Vous pensez vraiment que les gens mesurent ce que ça signifie de vous voir vous, l’enfant de Bondy, devenir un des joueurs les plus importants de l’histoire de ce club voire même le joueur le plus important ?
Je ne sais pas parce que je ne l’ai pas exprimé non plus. J’ai toujours été dans cette notion de performance, d’être bon tous les trois jours donc je n’ai pas forcément eu le temps de déclarer ô combien ce club est important pour moi. C’est aussi pour ça que je n’en ai jamais voulu aux gens quand on me disait que je n’avais pas la reconnaissance que je méritais. Je ne l’ai jamais cherchée cette reconnaissance. J’ai toujours été concentré sur mon travail. Je n’ai peut-être pas eu le temps d’être assez romantique avec les gens ou les supporters.
Bien sûr que pour marquer l’histoire, il y a ce côté romantique et émotionnel mais j’ai toujours pensé que la première chose à faire, c’était d’être performant et quand tu es performant, qu’on t’aime ou pas tu es reconnu. Ce club compte énormément pour moi, tout le monde le sait.
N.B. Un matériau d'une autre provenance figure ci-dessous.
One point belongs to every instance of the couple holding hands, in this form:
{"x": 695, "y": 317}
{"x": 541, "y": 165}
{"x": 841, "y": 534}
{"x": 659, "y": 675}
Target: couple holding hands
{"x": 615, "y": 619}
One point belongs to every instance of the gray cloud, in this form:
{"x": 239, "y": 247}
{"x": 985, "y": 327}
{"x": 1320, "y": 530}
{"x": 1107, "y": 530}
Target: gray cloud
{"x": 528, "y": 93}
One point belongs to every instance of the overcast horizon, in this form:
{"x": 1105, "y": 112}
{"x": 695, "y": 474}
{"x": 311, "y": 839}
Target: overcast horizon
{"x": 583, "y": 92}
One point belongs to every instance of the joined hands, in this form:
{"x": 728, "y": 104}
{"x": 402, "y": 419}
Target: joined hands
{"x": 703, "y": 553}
Et vous serez champions du monde cet hiver avec la France… ?
Ce serait bien ça aussi. On a du travail mais c’est l’objectif. C’est une occasion inédite. Ça n’a plus été fait depuis je pense que personne n’était né dans ceux qui regardent la télé. Il y a beaucoup de travail. On n’est pas totalement prêt mais il y a encore quelques mois donc ça va le faire, je suis confiant.